4. Releasing them too early could lead to structural issues
One significant advantage with insulated concrete forms is a quicker curing time. However, releasing them too early can incur structural problems, the same as the traditional straight-line option.
Leaving the concrete to cure in the ICF will result in more strength. However, some concrete workers will release it by as much as 24 hours early to get on with their work.
5. Requires a bracing process
Plenty of ICFs need a bracing system that aligns the walls with being plumb and square. Without this kind of support, the concrete being poured is at risk of blowing out through the interlocking mechanisms. There may still be some leakage if the vertical and horizontal accesses are not correctly aligned with the frame.
Bracing may be considered the most taxing and arduous stage of using ICFs, not the stacking of the forms. Even if the bracing is set up correctly, there may still be some lean that would need to be returned to the correct position.

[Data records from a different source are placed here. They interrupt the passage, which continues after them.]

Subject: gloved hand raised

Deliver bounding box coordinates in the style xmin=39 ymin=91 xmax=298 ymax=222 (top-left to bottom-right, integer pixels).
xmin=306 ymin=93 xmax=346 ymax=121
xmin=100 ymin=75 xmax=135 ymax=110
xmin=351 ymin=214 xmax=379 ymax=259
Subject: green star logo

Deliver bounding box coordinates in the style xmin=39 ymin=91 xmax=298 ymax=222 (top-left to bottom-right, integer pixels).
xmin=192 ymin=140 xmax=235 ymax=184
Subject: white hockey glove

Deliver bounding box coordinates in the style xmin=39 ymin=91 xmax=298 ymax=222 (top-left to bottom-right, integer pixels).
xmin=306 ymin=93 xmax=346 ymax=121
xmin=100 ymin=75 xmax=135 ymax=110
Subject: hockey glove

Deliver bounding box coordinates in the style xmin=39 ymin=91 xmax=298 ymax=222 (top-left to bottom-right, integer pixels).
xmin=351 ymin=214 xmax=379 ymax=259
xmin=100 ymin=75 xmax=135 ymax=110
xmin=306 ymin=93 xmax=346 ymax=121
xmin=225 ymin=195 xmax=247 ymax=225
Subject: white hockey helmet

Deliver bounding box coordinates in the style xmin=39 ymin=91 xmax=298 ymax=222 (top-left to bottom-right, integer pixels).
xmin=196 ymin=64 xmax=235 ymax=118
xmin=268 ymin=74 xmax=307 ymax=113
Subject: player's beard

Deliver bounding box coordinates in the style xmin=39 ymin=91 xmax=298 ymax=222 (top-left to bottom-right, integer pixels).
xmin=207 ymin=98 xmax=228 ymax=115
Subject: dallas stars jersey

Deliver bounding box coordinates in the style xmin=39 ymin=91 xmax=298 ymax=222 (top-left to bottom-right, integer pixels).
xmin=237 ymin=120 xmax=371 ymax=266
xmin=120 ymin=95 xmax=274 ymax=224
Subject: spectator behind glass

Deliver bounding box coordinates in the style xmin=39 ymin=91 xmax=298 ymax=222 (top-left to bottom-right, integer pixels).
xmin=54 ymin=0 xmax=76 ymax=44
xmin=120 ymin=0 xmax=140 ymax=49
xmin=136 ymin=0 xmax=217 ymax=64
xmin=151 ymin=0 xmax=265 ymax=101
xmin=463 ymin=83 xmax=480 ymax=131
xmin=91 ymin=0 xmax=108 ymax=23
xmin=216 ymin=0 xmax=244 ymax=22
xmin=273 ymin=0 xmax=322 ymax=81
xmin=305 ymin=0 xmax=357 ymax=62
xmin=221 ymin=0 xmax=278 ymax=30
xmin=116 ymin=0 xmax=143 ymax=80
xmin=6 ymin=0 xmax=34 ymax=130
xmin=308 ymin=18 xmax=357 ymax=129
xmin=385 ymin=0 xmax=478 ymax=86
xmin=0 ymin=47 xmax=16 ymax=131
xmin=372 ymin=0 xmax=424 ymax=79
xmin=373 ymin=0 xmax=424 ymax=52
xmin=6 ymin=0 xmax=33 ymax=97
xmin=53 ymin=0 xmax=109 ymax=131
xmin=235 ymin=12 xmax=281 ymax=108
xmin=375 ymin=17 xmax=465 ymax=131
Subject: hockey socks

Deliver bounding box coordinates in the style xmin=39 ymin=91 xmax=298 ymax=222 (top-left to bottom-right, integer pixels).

6. Indoor humidity problems
The foam bracing reduces airflow through the concrete. Because of this, indoor humidity levels are remarkably high. This issue persists as the build continues while the concrete cures. As a solution to manage this complication, you could use an air conditioner or dehumidifier.

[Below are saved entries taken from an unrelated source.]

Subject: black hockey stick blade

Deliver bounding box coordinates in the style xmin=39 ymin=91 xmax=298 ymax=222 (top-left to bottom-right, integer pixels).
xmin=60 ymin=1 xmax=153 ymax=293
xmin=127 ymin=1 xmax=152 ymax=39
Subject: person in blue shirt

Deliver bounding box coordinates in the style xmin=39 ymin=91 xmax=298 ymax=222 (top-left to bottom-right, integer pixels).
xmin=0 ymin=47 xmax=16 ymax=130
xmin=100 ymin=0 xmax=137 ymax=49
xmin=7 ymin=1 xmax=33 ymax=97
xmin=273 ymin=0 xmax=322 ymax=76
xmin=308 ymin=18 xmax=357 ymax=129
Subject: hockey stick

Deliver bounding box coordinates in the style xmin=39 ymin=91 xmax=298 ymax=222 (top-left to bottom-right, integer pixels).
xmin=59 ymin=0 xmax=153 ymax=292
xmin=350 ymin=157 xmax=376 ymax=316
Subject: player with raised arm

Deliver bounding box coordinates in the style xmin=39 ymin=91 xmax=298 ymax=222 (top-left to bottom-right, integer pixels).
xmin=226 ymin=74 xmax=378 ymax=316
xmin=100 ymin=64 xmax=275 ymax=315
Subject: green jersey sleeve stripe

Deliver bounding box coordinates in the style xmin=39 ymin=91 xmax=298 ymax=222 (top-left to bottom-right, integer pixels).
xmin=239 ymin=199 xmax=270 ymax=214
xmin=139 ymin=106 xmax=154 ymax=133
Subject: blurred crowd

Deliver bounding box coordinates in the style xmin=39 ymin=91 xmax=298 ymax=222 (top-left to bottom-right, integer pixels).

7. Future remodeling could be challenging
An often overlooked drawback to using insulated concrete forms is it makes it challenging for future remodeling.
When using ICFs, extra care and detail must be put in the building’s design since you can’t add fixtures, like doors and windows, without cutting through the concrete wall. When managing construction projects under these circumstances, you should consider the various wiring and plumbing installation points to mitigate the problems cutting into the wall brings.
As with any construction material, insulated concrete forms present advantages and disadvantages. Initially, working with something unfamiliar can be difficult. But when you get used to handling ICFs and become familiar with the necessary steps, you can set them up fairly quickly and begin the pouring process. In the end, the forms can then act as an insulator and additional support.